Stand: Neugefasst durch Bek. v. 24.5.1974 I 1213; zuletzt geändert durch Art. 4 G v. 23.4.2014 I 410


§ 44 WStG Wachverfehlung

(1) Wer im Wachdienst
1.
als Wachvorgesetzter es unterläßt, die Wache pflichtgemäß zu beaufsichtigen,
2.
pflichtwidrig seinen Postenbereich oder Streifenweg verläßt oder
3.
sich außerstande setzt, seinen Dienst zu versehen,
wird mit Freiheitsstrafe bis zu drei Jahren bestraft.
(2) Ebenso wird bestraft, wer im Wachdienst in anderen als den in Absatz 1 bezeichneten Fällen Befehle nicht befolgt, die für den Wachdienst gelten, und dadurch wenigstens fahrlässig eine schwerwiegende Folge (§ 2 Nr. 3) verursacht.
(3) Der Versuch ist strafbar.
(4) In besonders schweren Fällen ist die Strafe Freiheitsstrafe von sechs Monaten bis zu fünf Jahren. § 19 Abs. 3 Satz 2 gilt entsprechend.

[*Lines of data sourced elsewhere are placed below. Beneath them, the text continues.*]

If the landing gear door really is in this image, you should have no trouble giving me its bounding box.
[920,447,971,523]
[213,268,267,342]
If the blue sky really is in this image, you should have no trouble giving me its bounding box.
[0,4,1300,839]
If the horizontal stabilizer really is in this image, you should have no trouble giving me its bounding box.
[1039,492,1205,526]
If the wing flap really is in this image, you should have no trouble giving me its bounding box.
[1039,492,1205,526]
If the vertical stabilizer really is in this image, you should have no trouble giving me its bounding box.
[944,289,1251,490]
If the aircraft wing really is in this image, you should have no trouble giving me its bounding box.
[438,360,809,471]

(5) Wer in den Fällen der Absätze 1 oder 2 fahrlässig handelt und dadurch wenigstens fahrlässig eine schwerwiegende Folge verursacht (§ 2 Nr. 3), wird mit Freiheitsstrafe bis zu zwei Jahren bestraft.
(6) Wird ein Befehl nicht befolgt (Absatz 2), so gelten § 22 sowie die Vorschriften über den Versuch der Beteiligung nach § 30 Abs. 1 des Strafgesetzbuches entsprechend.